Что-то такое ему плюнул тогда одноклассник — бывший одноклассник, ха! — прежде чем отхватить смачнейший в истории гимназии лещ. Удивительно, как зубы на месте удержались, такая ведь ударная волна прокатилась, что у девчонок юбки позадирались, — да и похуй. Трижды. Нет, за ухо обидно, до сих пор звенит: крыса сто семьдесят ростом скатилась до грязных приёмчиков, стоило лишь прочертить лопатками полированный паркет; но когда в центр живого ринга школоты добежал завуч, то оттаскивали именно Орфея. В крови и соплях, от трепыхающегося на последнем издыхании мудака. Жаль, никто не сфоткал.

С тех пор уверенности поубавилось. Как будто через трубочку вытягивали по чуть-чуть, каждый день. Человек ведь не бездонный колодец — вот и Орфей не позволял плевать в себя. На позорном отчислении он держался по струнке и давил лыбу; сам забирал из холёных ручек директрисы документы, пока отец тёр-тёр-тёр до фантасмагорического скрипа переносицу, но — молчал. И домой ехали молча. И в новую школу его пристроили — тоже молча, без шумихи и скандалов. Известили в воскресенье утром: завтра с Алисой вместе к первому идёте. Ха. Ха-ха! Она тебе всё покажет! Постоишь рядом, как собака без намордника — терпи, сам виноват.

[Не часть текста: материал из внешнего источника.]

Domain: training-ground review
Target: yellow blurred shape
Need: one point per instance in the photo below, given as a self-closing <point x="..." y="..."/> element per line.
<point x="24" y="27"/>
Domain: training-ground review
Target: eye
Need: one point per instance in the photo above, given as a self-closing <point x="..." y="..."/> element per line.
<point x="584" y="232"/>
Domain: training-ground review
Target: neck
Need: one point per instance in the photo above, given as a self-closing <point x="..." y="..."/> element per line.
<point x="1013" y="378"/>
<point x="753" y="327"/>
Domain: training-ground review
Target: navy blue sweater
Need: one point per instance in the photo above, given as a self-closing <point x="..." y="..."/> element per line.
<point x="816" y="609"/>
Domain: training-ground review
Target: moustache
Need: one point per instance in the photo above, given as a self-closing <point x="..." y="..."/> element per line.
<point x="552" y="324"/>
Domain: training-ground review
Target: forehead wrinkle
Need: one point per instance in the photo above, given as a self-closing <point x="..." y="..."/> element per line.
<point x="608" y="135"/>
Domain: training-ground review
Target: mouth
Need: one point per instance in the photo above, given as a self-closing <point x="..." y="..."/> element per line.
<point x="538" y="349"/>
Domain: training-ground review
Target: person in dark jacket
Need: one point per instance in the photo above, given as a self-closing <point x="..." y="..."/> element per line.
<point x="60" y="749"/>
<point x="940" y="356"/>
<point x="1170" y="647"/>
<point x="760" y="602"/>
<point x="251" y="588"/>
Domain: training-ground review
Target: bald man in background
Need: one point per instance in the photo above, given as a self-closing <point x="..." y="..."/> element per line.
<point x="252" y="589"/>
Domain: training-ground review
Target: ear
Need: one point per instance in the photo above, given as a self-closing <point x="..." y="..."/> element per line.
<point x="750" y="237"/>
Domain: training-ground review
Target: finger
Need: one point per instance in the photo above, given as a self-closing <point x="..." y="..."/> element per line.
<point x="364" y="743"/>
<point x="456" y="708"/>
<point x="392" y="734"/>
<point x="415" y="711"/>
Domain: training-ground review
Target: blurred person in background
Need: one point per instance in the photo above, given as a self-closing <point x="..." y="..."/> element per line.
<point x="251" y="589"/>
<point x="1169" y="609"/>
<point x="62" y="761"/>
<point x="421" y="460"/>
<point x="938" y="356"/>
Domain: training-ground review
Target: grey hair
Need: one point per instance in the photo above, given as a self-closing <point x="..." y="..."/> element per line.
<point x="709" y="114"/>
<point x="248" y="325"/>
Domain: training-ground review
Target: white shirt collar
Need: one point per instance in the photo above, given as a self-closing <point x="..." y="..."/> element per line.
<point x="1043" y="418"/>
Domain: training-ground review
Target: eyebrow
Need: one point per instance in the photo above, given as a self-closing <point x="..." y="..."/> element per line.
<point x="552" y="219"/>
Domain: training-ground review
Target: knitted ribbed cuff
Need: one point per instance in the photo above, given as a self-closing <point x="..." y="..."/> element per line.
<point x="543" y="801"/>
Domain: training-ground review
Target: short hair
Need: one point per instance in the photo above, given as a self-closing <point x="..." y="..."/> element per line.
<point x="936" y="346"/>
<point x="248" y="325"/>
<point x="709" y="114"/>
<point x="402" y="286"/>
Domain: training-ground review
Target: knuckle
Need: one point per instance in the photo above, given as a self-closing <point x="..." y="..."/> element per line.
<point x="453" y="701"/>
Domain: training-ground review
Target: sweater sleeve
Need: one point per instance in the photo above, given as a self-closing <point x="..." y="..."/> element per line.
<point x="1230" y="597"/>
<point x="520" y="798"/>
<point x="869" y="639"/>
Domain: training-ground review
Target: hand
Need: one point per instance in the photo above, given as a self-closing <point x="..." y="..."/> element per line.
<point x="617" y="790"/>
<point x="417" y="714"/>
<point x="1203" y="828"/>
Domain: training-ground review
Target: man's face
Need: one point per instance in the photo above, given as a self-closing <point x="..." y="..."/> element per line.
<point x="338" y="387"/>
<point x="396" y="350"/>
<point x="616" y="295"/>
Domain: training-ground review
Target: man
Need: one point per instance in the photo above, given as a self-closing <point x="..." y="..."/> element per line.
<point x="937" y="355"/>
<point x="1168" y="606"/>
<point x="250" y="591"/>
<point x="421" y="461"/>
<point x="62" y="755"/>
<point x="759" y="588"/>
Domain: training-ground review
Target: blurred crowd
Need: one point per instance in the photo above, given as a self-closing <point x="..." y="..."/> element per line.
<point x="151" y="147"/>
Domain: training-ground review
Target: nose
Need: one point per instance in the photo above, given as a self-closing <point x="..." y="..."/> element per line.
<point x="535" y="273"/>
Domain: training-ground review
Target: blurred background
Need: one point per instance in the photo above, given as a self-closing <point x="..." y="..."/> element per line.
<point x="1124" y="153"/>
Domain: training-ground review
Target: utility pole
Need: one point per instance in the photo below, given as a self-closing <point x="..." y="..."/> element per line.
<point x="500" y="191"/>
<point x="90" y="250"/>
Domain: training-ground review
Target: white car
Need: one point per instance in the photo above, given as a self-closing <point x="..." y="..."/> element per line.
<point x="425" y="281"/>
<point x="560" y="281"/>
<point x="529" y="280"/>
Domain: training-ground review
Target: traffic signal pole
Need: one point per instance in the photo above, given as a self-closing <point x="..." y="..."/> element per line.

А у него под ладонями ещё теплилось фантомное-скрипучее о гимназистском кожаном диване: том, на котором гонял чаи с администрацией за очередную грамоту с литературного конкурса; том, на который не осел под жалостливыми взглядами. Тёр-тёр-тёр. Что ж за хрень, какая муха тебя, Орфей, ужалила. Лучше б сел.

И вот тогда послышался грациозный сю-ю-юрп. Кончился запас истинно мальчишеского, гордого. А осталось что?

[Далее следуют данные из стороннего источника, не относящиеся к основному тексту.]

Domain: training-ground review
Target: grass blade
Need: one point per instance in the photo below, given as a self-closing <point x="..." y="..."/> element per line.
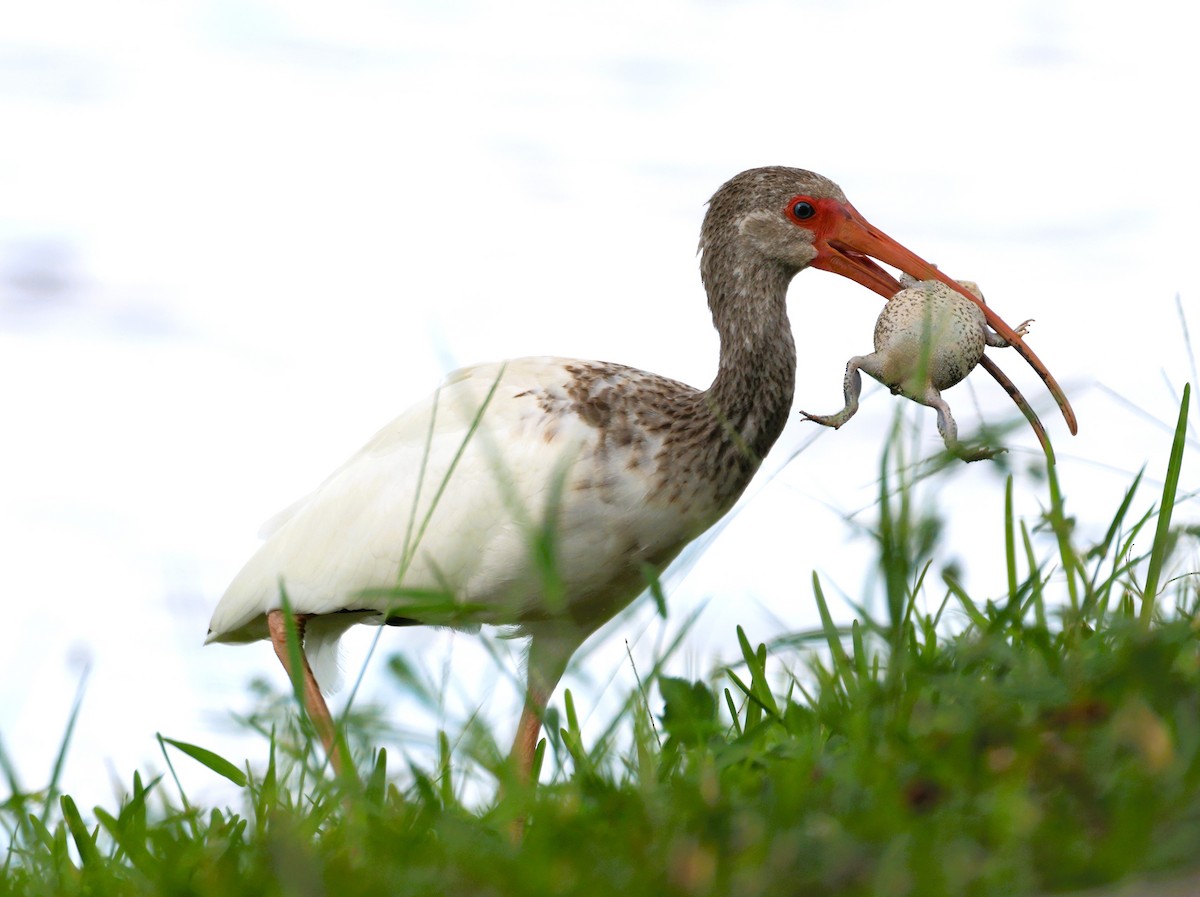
<point x="1162" y="533"/>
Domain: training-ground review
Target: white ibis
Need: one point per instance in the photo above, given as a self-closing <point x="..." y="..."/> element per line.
<point x="538" y="492"/>
<point x="928" y="338"/>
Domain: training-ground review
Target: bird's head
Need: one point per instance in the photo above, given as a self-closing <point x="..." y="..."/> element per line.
<point x="792" y="218"/>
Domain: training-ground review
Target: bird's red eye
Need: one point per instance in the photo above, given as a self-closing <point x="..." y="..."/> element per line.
<point x="802" y="209"/>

В истории поиска один за другим повсплывали запросы: «Как влиться в коллектив», «Как завоевать внимание», где-то даже затесалась шальная ссылка на книгу Карнеги; зато чуть позже, мрачно и трезво, будто бы кульминация эпопеи, нарисовался последний гвоздь в крышку гроба: «Как общаться с быдлом». Да. Оптимизм херачил через край весь вечер. Ночью херачила уже откровенная тревога, липнувшая к спине вместе с футболкой, просачивающаяся до самых кишок. Вот придёт он туда, поднимется на второй этаж, проводит сестру до кабинета, лишь бы время потянуть — а где столовка, а как у вас тут всё, фикус какой-то засохший, ой-ладно-побежал, — расправит свой белый пиджачок за пять минут до звонка и… И что, блять! Запонки дрочить у них перед носом, пока не спросят? Вечер в хату, арестанты? Да проще заболеть до двадцать пятого мая.

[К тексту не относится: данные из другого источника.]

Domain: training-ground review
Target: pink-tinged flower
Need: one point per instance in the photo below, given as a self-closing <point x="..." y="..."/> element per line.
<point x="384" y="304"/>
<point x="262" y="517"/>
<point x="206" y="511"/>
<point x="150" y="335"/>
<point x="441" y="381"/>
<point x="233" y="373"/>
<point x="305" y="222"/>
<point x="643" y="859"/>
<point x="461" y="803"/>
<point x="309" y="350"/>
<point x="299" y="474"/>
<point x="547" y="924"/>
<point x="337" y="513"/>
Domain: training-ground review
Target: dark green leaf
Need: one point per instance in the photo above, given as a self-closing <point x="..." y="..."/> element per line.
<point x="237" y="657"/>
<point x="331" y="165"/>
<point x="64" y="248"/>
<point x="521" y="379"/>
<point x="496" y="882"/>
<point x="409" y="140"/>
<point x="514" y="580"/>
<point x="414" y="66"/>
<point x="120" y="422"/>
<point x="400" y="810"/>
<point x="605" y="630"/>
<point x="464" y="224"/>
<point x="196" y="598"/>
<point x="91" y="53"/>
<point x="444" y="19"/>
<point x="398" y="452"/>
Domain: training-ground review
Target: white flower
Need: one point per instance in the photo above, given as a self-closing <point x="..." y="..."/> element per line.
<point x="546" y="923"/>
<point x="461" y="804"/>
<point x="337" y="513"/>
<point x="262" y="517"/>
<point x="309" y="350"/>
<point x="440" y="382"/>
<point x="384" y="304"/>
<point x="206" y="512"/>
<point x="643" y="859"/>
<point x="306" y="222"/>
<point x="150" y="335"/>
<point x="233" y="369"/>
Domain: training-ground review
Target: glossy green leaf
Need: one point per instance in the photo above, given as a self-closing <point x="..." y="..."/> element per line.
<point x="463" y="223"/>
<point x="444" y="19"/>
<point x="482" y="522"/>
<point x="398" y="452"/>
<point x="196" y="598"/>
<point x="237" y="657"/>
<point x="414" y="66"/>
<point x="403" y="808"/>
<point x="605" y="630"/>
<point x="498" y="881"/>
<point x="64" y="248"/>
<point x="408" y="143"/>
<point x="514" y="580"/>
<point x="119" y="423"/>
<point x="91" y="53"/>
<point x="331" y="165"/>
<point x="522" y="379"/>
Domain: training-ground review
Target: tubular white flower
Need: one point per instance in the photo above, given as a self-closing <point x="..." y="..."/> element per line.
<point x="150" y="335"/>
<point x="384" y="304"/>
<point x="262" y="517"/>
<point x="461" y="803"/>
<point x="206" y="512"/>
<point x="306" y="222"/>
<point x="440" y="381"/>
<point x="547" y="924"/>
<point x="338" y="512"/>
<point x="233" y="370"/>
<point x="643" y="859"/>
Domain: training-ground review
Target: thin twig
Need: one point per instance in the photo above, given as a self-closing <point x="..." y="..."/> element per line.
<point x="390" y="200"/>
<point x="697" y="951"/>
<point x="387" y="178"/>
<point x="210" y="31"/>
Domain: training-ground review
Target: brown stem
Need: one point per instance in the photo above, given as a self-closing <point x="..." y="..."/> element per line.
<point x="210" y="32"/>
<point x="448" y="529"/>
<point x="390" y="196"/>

Короче, утро Орфей проспал.


***

Про такое говорят — треш и угар. Ну, или не говорят, в свободной стране живём. Один хрен, если Никитосу приелось — скоро вся школа только так и будет общаться: «Мда, треш», «Треееш», «Треш и угар», — потому что у Никитоса есть уникальная способность нести всякий запоминающийся бред с набитым ртом. Читай: казино; купи ему пирожок — получи уникальную возможность скастовать на класс, который в эту перемену обедает, несуразное проклятье. А дальше — воздушно-капельным, как грипп. В прошлый раз виноват был Женька, сердобольная душа: только-только вышел с больничного, ковыляя до обоссаного-обосранного толчка с искрящимися от счастья глазами, будто родителей встретил — ладно, плохая шутка; короче, дорвался Женька наконец покурить с пацанами — сижка от слёз всё время шипела, а Никитос — раз, да и раскрутил его, сентиментального, на булку за сорок рублей.

Весь октябрь кто-нибудь из младших то и дело завывал: «Чё, широкий дохуя?!»

Никитосу об этом лексическом недоразумении только синяки напоминали: стрелку он благополучно вытащил, а в свои же фразочки дважды не вляпывался.

— Так что, опоздал он на первый, а дальше? — подпёр плечом единственную неизмазанную говном и мелом стену кабинки Лёха.

— А дальше — треш и угар, — авторитетно заверил Никита. — Он ещё весь такой в белом, как министр какой-нибудь, без пакета, правда — всё равно как на выборы; и галстук прям пидорский, ну я и думаю–

— Пацаны, — в фирменной интонации забитого котёнка промямлил Женя, — а курево есть?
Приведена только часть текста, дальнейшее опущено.